Même si la volonté des pouvoirs publics est animée par un souci d’économie, force est de constater que la médiation est une approche qui permet de renforcer l’exercice de la liberté. La décision arbitrale, qui par définition est contraignante, est de nature déresponsabilisante. Elle prive les justiciables de leur liberté de décision. De nombreux juristes, avocats, magistrats, huissiers, greffiers, notaires, ainsi que beaucoup de membres de professions ordinales, tels que des experts comptables, des médecins, infirmiers, etc… sont convaincus que la discussion entre des parties en conflit est une chose plus pertinente que d’ester en justice pour risquer devoir se soumettre à une décision frustrante.

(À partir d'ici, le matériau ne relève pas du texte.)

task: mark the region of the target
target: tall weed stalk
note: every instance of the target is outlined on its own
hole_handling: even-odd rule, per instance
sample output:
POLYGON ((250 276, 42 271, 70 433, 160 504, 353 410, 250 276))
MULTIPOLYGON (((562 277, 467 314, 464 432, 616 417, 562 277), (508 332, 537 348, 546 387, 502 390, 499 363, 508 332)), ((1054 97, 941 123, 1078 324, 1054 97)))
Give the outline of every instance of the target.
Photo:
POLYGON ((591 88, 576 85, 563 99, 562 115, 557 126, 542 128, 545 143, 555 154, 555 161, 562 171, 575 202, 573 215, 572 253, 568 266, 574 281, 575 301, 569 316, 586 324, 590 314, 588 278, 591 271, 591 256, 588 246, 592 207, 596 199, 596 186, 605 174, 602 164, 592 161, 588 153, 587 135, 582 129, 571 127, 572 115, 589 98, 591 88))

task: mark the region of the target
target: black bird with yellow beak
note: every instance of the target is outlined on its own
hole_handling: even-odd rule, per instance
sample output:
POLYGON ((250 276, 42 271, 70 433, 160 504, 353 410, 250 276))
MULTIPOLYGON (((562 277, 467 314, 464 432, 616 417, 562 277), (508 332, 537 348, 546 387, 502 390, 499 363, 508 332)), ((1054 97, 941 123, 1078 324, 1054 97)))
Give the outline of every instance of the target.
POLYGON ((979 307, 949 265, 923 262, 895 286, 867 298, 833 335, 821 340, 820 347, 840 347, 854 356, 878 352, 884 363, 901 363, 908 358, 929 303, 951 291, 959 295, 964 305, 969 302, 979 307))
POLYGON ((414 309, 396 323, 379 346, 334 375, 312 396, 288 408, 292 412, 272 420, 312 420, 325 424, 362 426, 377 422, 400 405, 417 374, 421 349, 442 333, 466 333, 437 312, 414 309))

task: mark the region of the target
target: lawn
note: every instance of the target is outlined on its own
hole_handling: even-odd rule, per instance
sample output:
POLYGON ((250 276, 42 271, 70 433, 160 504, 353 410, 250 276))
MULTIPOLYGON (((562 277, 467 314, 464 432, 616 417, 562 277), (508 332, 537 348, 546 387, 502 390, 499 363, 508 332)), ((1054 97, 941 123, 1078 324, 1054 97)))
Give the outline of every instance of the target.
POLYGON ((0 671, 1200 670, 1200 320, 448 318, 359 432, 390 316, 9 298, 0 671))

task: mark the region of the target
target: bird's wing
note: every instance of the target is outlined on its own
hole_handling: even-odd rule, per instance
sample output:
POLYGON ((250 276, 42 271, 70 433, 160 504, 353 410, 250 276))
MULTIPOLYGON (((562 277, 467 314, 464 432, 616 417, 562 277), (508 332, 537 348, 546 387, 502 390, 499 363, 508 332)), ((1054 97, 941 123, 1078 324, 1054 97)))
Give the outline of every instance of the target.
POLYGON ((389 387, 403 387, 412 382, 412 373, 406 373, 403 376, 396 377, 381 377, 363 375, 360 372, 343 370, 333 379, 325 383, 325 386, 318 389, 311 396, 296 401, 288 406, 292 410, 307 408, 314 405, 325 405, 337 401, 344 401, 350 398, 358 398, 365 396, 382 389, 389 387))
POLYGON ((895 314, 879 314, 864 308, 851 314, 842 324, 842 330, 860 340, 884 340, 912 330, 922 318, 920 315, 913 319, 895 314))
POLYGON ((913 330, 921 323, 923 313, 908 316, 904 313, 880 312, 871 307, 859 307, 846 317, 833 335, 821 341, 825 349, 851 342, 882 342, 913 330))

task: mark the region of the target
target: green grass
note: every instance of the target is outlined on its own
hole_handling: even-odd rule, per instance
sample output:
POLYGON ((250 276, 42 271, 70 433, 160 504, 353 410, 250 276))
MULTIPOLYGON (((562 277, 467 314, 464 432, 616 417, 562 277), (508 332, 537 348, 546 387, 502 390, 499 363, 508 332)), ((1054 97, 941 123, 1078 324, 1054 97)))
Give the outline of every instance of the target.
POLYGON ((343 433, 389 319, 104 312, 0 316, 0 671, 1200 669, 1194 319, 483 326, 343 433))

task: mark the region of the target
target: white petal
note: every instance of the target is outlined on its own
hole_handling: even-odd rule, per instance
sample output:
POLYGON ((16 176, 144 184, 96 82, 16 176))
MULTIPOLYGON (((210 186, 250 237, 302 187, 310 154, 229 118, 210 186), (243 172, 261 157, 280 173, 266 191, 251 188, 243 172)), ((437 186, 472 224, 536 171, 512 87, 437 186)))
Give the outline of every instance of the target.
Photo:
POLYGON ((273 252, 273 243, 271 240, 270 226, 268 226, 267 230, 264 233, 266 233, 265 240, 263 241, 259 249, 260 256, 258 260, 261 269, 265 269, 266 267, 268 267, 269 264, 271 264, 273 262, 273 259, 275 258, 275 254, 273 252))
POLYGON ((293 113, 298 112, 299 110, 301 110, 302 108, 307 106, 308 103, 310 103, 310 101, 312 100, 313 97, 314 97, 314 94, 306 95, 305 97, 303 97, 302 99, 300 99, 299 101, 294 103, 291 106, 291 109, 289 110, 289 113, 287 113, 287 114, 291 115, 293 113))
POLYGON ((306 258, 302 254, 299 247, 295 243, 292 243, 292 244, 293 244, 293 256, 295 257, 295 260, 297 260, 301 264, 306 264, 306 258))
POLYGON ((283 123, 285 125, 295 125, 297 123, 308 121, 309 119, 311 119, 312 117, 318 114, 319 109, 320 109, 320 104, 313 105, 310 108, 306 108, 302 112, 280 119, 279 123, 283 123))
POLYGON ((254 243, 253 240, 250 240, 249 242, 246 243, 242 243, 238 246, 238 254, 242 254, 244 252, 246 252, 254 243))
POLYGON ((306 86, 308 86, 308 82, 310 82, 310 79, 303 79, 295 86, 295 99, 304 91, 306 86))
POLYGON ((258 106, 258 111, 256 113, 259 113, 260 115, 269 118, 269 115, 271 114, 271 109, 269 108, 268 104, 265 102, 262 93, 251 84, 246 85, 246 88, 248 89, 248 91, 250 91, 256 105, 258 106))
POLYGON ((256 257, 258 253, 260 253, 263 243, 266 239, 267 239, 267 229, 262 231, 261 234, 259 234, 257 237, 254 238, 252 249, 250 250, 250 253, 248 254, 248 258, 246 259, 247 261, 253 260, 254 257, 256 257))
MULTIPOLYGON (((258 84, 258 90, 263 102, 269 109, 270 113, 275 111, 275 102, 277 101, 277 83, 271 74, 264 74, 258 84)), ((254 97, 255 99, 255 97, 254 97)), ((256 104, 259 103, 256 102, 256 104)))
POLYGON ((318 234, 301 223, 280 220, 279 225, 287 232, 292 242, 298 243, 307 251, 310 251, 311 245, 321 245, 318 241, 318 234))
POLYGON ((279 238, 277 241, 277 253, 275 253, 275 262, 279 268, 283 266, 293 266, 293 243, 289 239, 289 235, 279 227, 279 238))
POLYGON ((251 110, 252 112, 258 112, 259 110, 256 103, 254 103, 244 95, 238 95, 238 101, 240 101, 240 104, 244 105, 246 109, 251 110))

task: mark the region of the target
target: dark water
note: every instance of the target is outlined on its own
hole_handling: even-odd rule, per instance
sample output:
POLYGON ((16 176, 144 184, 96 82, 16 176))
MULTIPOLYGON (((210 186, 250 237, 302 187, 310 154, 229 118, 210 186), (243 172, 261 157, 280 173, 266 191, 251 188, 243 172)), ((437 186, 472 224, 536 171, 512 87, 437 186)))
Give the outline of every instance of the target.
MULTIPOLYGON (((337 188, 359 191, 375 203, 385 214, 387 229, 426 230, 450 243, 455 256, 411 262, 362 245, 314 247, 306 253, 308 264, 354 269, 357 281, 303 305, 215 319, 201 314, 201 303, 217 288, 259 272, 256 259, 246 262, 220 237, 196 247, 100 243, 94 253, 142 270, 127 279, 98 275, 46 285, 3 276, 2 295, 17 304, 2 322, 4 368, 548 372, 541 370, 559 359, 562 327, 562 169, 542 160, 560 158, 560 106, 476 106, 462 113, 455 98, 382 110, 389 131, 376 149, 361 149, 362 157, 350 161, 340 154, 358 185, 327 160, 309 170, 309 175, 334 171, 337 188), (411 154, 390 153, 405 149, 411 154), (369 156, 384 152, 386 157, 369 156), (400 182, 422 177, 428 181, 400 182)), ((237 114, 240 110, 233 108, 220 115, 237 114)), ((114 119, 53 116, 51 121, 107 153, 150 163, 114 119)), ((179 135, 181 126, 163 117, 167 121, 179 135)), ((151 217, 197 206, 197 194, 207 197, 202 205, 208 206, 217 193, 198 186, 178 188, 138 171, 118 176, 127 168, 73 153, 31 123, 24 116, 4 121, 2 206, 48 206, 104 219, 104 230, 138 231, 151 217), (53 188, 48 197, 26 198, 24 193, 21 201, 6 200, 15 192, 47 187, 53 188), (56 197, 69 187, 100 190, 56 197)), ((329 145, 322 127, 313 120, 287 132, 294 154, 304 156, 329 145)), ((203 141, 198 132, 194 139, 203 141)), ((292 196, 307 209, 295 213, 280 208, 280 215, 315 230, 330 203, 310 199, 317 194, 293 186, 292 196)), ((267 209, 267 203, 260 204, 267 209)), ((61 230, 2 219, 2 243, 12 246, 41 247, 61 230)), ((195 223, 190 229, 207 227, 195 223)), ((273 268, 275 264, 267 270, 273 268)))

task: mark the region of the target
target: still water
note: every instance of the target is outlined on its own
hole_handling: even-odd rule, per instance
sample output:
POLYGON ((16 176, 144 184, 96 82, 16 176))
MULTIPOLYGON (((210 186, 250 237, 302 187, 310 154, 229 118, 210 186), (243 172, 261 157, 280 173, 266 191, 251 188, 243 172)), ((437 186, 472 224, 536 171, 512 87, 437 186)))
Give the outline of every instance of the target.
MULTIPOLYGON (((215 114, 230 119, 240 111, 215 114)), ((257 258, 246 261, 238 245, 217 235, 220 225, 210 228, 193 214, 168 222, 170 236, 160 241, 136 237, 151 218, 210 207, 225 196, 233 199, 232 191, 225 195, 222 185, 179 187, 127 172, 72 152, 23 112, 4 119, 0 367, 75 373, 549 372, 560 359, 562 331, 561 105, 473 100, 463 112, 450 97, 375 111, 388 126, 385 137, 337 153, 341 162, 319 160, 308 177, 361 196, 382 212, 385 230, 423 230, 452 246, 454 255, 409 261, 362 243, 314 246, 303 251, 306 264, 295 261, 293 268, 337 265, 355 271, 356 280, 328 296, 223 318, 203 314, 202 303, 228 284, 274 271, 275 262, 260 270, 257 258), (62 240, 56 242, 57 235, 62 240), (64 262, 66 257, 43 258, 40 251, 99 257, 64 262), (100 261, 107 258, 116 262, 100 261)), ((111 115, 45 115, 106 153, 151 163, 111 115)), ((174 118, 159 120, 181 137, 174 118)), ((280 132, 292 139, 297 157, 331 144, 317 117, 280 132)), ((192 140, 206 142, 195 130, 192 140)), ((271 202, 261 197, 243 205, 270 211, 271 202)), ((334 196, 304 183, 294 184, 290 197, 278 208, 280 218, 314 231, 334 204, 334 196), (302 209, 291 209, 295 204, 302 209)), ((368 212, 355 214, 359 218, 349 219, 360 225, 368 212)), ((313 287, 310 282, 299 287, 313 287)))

La médiation professionnelle pour construire et renforcer la qualité des relations

La médiation est un terme qui se retrouve depuis bientôt dix ans dans beaucoup de bouches. L’idée de faire passer un message unifie le concept de médiation. Mais pas plus que de vaincre, il ne s’agit pas de convaincre. N’est pas médiateur qui veut. Savoir compter ne fait pas le mathématicien ni le comptable. savoir cuisiner ne fait pas le cuisinier ni le maître coq. Recevoir une personne en conflit ne fait pas le médiateur, ni le fait de recevoir plusieurs belligérants, de les mettre en présence et de les faire dialoguer. Le médiateur n’est pas un défenseur, ni un animateur de débat, encore moins un confesseur ou un psychologue. Au passage, c’est d’ailleurs pourquoi le médiateur de la république change de nom et devient plus justement le défenseur des droits.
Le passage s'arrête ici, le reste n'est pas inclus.